Oggi il Giardino dei Semplici, secondo la definizione del Botanic Garden Conservation Interational (Organismo che annovera gli orti botanici di tutto il mondo), è “un’istituzione che possiede documentate collezioni di piante viventi per le finalità di ricerca scientifica, conservazione, esposizione ed educazione”.
Nel 2004 l’Orto è stato nominato CESFL (Centro per la conservazione ex situ della flora) dalla Regione Toscana e svolge tale attività in collaborazione con gli Orti di Pisa e Siena.

L’intera Sezione si sviluppa su un’area di 2,3 ettari, con un complesso di aiuole tematiche, di percorsi espositivi anche multisensoriali tattili e olfattivi per non vedenti, di grandi serre e serrette.
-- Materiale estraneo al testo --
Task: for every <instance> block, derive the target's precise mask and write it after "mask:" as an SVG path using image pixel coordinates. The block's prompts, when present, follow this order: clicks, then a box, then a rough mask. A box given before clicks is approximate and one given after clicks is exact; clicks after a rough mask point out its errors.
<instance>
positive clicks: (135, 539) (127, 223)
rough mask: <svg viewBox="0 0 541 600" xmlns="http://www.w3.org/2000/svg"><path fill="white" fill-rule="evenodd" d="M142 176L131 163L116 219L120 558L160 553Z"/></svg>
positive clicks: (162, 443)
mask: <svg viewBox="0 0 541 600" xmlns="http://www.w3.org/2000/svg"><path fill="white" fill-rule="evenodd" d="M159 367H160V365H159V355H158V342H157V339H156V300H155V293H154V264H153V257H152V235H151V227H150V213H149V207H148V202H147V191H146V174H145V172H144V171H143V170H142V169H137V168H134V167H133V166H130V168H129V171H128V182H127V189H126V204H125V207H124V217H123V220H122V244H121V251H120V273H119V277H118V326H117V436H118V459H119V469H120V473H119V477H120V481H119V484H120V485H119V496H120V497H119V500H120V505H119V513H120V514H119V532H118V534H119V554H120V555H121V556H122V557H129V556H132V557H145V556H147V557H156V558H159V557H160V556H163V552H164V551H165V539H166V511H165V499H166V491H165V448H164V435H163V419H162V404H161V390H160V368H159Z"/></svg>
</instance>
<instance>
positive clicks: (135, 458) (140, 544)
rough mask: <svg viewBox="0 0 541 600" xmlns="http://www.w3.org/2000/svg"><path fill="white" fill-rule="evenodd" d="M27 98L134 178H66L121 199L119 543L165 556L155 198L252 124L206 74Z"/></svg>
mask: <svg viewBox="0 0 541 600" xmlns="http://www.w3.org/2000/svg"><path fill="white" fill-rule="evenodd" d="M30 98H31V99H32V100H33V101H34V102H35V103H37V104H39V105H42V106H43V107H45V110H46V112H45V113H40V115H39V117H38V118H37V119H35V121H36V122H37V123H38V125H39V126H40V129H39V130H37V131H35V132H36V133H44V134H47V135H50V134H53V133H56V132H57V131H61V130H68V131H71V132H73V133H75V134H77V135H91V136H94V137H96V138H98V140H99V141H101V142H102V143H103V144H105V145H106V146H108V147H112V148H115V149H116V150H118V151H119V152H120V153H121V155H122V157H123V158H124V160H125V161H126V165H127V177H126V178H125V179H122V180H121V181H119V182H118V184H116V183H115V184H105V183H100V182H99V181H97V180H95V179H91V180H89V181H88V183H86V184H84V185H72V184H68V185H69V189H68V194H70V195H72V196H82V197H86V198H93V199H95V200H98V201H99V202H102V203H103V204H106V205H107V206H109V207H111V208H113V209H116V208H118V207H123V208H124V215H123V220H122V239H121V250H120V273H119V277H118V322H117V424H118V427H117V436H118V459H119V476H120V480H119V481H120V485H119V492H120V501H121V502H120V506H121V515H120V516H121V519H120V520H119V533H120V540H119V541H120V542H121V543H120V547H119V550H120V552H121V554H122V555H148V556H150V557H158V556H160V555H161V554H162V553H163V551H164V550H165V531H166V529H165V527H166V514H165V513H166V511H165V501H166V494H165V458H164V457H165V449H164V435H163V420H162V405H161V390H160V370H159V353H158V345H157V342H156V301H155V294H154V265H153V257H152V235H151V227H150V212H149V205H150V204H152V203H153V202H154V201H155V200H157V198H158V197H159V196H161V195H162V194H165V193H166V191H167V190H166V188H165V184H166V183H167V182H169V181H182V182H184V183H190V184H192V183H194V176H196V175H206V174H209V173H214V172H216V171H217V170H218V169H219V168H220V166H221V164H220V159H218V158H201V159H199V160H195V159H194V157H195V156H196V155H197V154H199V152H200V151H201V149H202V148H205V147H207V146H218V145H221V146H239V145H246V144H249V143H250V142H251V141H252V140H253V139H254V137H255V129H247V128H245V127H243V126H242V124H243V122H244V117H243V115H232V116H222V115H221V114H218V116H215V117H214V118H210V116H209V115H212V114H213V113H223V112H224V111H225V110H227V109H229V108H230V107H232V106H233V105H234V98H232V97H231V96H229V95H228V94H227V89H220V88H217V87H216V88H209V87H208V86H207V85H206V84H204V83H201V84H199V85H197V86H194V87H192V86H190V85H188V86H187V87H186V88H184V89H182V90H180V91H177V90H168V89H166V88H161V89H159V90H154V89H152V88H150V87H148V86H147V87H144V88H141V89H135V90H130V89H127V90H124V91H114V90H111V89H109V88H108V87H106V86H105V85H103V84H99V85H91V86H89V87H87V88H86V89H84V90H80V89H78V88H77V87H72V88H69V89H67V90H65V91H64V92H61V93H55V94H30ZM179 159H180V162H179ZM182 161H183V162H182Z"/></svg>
Il complesso percorso comprende:
  • la serra delle piante acquatiche;
  • la serra calda con molte piante utili come importante documento sulle tradizioni culturali ed etnobotaniche di diversi paesi del mondo;
  • spazi dedicati alla flora delle ofioliti e a quella delle Alpi Apuane;
  • aiuole per piante medicinali, velenose e per piante alimentari;
  • il giardino orientale, il giardino segreto e all’italiana;
  • un’area detta la “Montagnola” che ospita piante idrofite e alofite della Toscana;
  • la serra fredda contenente in periodo invernale le cicadee, gli agrumi, le palme e circa 850 esemplari appartenenti a 28 famiglie di succulente;
  • le serrette con le bromelliacee, le orchidee, le piante carnivore e le begonie;
  • una raccolta di circa 300 esemplari di festuche;
  • un percorso evolutivo tra i vari taxa di piante vascolari con numerosi “fossili viventi” (cicadee, felci, equiseti ed alcune conifere);
  • 5 alberi monumentali tra i 220 presenti, come il tasso piantato nel 1720 e la sughera del 1805.